Imagine this scene. A man in his early 20’s comes home for a visit. He begins his homecoming with a surprising pronouncement. “I found the love of my life! I am going to marry her!” Mom and dad trying to support him ask some basic questions. “ Wonderful, what is her name?” “ I don’t know, but I know I love her and want to spend the rest of my life with her”. Mom and dad, a little startled by his last answer hesitatingly move forward with their probing questions. “Where does she live?” I don’t know, but she will live with me of course!” Exasperated they ask one more question. “ Well, what does she like?” “Me of course!” Comes the final most enthusiastic answer.

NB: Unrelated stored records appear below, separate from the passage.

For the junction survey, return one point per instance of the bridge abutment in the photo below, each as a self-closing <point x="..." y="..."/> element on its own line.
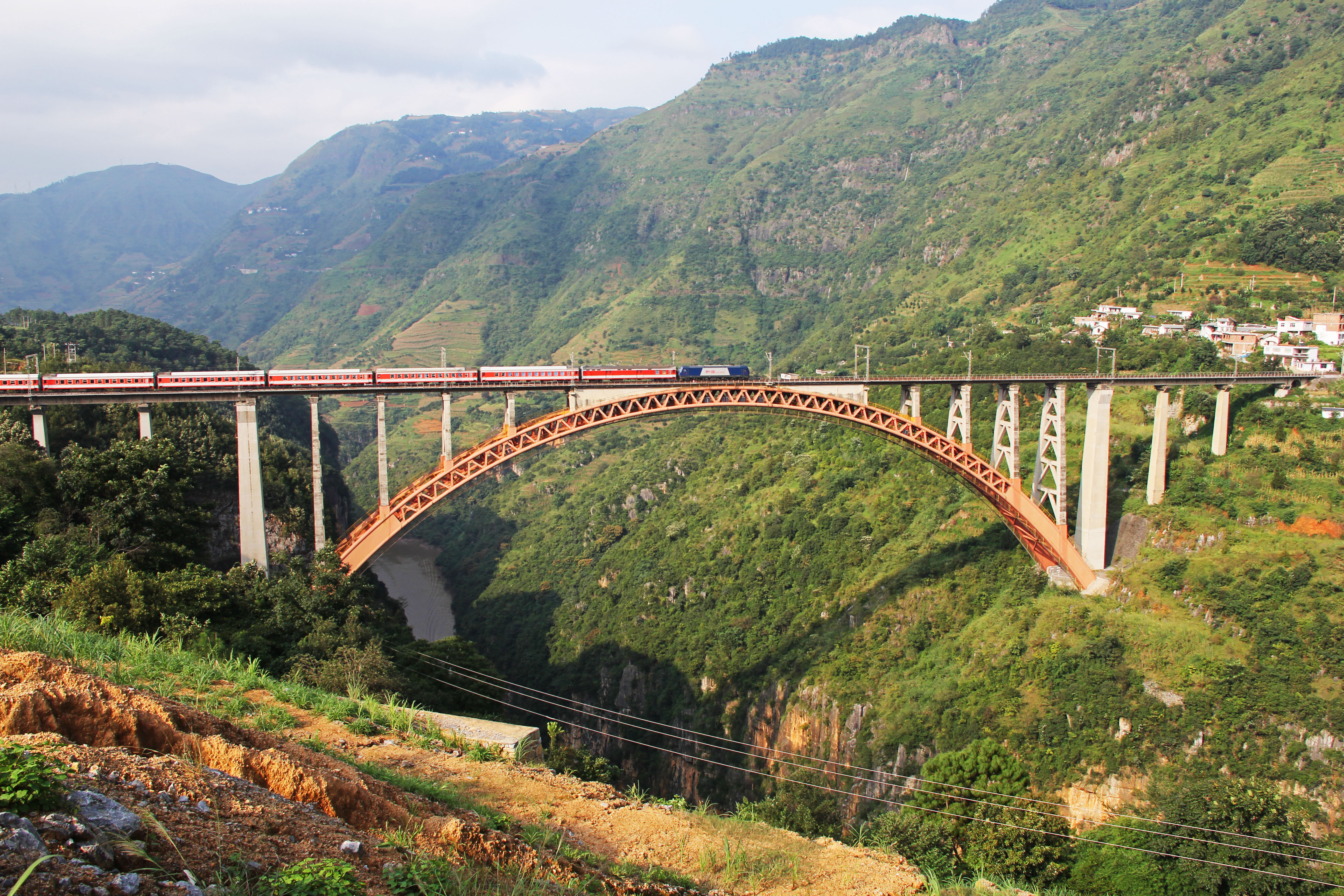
<point x="1158" y="452"/>
<point x="1090" y="530"/>
<point x="382" y="456"/>
<point x="911" y="400"/>
<point x="445" y="433"/>
<point x="1047" y="480"/>
<point x="1221" y="413"/>
<point x="1005" y="449"/>
<point x="252" y="512"/>
<point x="39" y="426"/>
<point x="319" y="511"/>
<point x="959" y="416"/>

I think we could all acknowledge that this isn’t a realistic dialogue. That this isn’t how human relationships work. And at the very least, the odds were not great of this relationship getting off the ground, let alone lasting. It may even seem outrageous.
Why is it then that this is exactly how we seem to treat relationships with Jesus? We lift up things like experience and encounter over things like doctrine and orthodoxy. We tell people that it’s more important to know Jesus than it is to know ABOUT Jesus, as if that is somehow possible to know somebody without knowing about them. It seems like we in the church love false dichotomies, especially if they have some kind of fun alliteration; relationship and religion are not opposites, faith is both caught and taught.

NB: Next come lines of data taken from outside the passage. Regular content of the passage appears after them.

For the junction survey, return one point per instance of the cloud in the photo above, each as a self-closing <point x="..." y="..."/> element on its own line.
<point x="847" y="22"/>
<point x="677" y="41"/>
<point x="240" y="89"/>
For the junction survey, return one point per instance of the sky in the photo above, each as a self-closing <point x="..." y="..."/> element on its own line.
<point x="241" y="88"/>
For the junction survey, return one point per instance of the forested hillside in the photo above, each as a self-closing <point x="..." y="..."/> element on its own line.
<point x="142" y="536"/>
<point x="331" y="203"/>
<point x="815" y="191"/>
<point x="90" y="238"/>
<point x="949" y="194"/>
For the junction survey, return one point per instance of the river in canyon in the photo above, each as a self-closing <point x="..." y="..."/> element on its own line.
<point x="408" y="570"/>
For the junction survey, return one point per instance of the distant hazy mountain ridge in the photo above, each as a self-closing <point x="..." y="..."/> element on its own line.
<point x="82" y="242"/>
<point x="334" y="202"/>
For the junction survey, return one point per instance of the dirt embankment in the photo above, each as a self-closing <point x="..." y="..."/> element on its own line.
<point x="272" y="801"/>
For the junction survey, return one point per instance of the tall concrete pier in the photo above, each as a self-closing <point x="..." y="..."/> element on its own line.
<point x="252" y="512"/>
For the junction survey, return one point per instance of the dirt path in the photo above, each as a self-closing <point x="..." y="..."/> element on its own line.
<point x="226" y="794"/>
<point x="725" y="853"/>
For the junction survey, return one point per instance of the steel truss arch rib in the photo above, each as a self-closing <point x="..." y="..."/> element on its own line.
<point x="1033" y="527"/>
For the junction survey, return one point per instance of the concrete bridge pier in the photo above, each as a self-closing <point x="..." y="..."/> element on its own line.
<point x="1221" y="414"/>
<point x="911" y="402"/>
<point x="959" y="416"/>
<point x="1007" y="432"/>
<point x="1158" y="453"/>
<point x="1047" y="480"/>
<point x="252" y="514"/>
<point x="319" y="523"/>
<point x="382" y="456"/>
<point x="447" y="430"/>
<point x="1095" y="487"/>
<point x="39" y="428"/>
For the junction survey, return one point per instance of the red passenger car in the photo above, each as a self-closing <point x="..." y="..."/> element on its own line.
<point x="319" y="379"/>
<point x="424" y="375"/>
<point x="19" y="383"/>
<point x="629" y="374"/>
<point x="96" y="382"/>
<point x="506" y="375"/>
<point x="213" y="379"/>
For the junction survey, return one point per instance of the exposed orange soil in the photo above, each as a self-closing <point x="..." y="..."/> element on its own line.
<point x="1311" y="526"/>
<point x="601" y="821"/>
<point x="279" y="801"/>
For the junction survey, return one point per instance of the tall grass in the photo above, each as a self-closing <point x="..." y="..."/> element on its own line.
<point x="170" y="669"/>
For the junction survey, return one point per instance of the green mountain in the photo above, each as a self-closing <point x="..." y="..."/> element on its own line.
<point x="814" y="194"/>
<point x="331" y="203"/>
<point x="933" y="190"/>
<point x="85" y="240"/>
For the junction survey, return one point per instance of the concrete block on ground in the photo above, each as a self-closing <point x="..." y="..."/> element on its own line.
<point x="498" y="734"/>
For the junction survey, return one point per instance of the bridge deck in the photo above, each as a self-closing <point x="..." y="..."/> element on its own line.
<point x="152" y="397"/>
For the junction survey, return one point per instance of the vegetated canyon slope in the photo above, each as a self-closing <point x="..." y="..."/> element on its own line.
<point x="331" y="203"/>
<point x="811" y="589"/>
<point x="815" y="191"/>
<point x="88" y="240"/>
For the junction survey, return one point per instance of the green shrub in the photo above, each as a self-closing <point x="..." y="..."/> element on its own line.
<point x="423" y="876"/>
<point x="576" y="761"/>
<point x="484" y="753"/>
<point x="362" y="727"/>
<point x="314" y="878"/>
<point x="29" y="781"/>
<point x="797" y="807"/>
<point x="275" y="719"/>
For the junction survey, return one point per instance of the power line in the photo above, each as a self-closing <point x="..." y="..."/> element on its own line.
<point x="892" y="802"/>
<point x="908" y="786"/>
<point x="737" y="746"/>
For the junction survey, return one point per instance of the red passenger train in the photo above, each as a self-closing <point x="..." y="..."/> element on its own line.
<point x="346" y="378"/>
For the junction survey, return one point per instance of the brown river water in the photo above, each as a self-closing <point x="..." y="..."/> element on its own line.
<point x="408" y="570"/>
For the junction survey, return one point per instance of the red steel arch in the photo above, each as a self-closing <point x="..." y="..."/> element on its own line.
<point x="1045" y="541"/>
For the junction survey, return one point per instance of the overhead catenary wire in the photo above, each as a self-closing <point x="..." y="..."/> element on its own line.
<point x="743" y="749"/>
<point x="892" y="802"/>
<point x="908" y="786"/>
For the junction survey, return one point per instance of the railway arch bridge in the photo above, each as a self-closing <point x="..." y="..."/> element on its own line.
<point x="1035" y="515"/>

When we teach that God is ultimately unknowable it isn’t the gospel of Jesus we are offering to others, in fact it’s quite antithetical to the gospel of Jesus Christ. The incarnation, God choosing to be Emanuel, God with us, God in the flesh, is the very act of God making himself knowable. Out of love for you and for me God comes to us in the birth, life, death, and resurrection of Jesus Christ. A concern about things like orthodoxy and doctrine is that some people see it as about who is right and who is wrong. It’s not about human labels at all. The moment orthodoxy becomes simply another human category it ceases being orthodoxy. Orthodoxy (right praise) by it’s very nature honors and glorifies God, which I would say is our raison d’etre, our ultimate goal in life.

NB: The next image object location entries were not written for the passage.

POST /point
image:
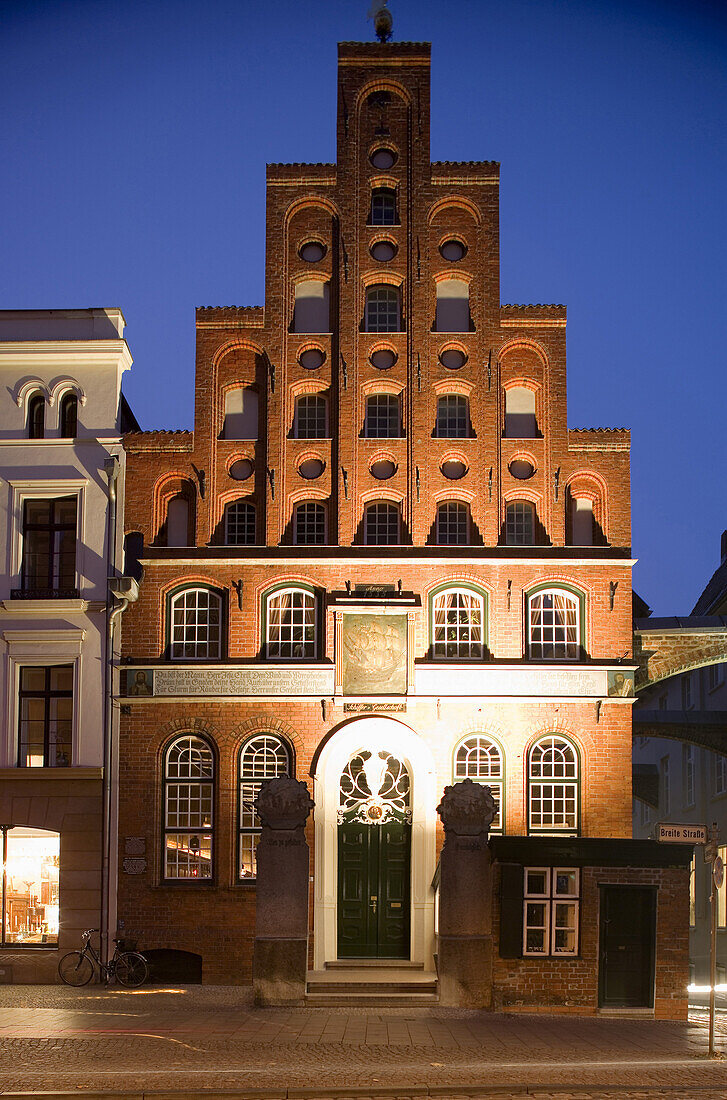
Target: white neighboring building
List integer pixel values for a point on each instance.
(62, 493)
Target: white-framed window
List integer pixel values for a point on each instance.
(452, 524)
(553, 625)
(382, 308)
(459, 625)
(383, 419)
(519, 524)
(550, 906)
(196, 625)
(309, 524)
(310, 417)
(290, 625)
(240, 526)
(553, 785)
(263, 757)
(689, 765)
(480, 759)
(188, 809)
(382, 524)
(452, 417)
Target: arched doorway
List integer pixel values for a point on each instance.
(396, 758)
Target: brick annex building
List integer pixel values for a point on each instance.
(383, 562)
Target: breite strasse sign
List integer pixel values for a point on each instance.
(681, 834)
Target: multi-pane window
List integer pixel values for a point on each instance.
(382, 524)
(452, 524)
(309, 524)
(263, 757)
(310, 417)
(481, 760)
(554, 625)
(29, 889)
(196, 625)
(459, 624)
(452, 417)
(383, 419)
(552, 785)
(519, 524)
(46, 714)
(240, 524)
(383, 207)
(188, 809)
(550, 906)
(382, 309)
(290, 625)
(48, 567)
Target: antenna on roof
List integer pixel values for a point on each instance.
(383, 21)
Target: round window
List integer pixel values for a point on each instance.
(452, 250)
(383, 359)
(311, 359)
(311, 252)
(383, 470)
(521, 469)
(383, 251)
(241, 470)
(452, 359)
(310, 469)
(383, 158)
(453, 469)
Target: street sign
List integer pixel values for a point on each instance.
(671, 833)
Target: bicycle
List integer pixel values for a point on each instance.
(77, 968)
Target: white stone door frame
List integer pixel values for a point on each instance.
(374, 734)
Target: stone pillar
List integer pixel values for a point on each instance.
(465, 943)
(281, 950)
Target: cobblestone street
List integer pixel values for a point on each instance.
(196, 1040)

If you want to know who God is look to the Bible, the book that God has given to the church to hand down from generation to generation. The written Word of God is where we encounter the incarnate, living Word of God. And look to the three ecumenical creeds of the church; faithful expositions of scripture that the Body of Christ has always believed, taught, and confessed. In these places you will find a God who made you, loves you, dies for you, and ultimately rises from the dead FOR YOU. This is the God who is worthy of our praise and worship, who desires you and desires to be KNOWN by you.